The new dictionary may have many faults. Nothing that tries to meet an ever-changing situation over a terrain as vast as contemporary English can hope to be free of them and much in it is open to honest and informed, disagreement. There can be linguistic objection to the eradication of proper names. The removal of guides to pronunciation from the toot of every page may not have been worth the valuable space it saved. The new method of defining words of many meanings has disadvantages as well as advantages. And of the half million or more definitions, hundreds, possibly thousands, may seem inadequate or imprecise.
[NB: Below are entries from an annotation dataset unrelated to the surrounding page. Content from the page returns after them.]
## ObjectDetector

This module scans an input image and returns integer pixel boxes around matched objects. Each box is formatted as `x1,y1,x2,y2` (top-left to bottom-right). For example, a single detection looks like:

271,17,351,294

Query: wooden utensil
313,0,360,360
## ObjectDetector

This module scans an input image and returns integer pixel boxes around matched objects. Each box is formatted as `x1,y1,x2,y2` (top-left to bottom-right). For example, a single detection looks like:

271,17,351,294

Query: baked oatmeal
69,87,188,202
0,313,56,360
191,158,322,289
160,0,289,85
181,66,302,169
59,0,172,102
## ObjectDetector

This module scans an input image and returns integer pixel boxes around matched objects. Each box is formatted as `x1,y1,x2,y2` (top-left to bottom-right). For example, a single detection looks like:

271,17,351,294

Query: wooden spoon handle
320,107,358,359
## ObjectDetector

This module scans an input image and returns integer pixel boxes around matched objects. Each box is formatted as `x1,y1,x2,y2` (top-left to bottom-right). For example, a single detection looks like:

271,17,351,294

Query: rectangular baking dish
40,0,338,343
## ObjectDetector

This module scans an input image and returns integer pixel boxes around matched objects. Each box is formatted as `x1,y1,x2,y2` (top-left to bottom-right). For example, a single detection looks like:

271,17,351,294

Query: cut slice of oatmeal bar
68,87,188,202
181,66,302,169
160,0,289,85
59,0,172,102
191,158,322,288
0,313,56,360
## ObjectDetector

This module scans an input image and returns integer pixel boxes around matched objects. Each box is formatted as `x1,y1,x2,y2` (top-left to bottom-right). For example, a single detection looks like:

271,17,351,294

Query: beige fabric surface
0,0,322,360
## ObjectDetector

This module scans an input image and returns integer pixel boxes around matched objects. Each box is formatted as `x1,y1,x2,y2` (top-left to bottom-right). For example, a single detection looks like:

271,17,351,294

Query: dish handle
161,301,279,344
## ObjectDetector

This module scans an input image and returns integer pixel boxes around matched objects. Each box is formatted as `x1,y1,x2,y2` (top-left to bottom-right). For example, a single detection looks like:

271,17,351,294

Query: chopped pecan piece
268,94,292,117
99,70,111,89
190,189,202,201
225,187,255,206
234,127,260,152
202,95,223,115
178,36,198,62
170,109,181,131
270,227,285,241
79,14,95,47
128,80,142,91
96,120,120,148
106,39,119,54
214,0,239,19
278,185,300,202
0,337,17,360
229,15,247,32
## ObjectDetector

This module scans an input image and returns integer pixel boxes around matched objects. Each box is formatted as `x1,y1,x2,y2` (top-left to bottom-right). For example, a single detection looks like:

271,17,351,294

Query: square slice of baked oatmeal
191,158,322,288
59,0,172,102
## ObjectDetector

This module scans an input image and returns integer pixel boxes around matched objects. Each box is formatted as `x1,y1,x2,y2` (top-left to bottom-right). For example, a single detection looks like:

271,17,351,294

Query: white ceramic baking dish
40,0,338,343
To some (of whom I am one) the omission of the label "colloquial" will seem meritorious ; to others it will seem a loss.
The broad general findings of the new science are:
  1. All languages are systems of human conventions , not systems of natural laws. The first -- and essential – step in the study of any language is observing and setting down precisely what happens when native speakers speak it.
  2. Each language is unique in its pronunciation, grammar, and vocabulary. It cannot be described in terms of logic or of some theoretical, ideal language. It cannot be described in terms of any other language, or even in terms of its own past.
3. All languages are dynamic rather than static, and hence a "rule" in any language can only be a statement of contemporary practice. Change is constant -- and normal
  4. "Correctness" can rest only upon usage, for the simple reason that there is nothing else for it to rest on. And all usage is relative.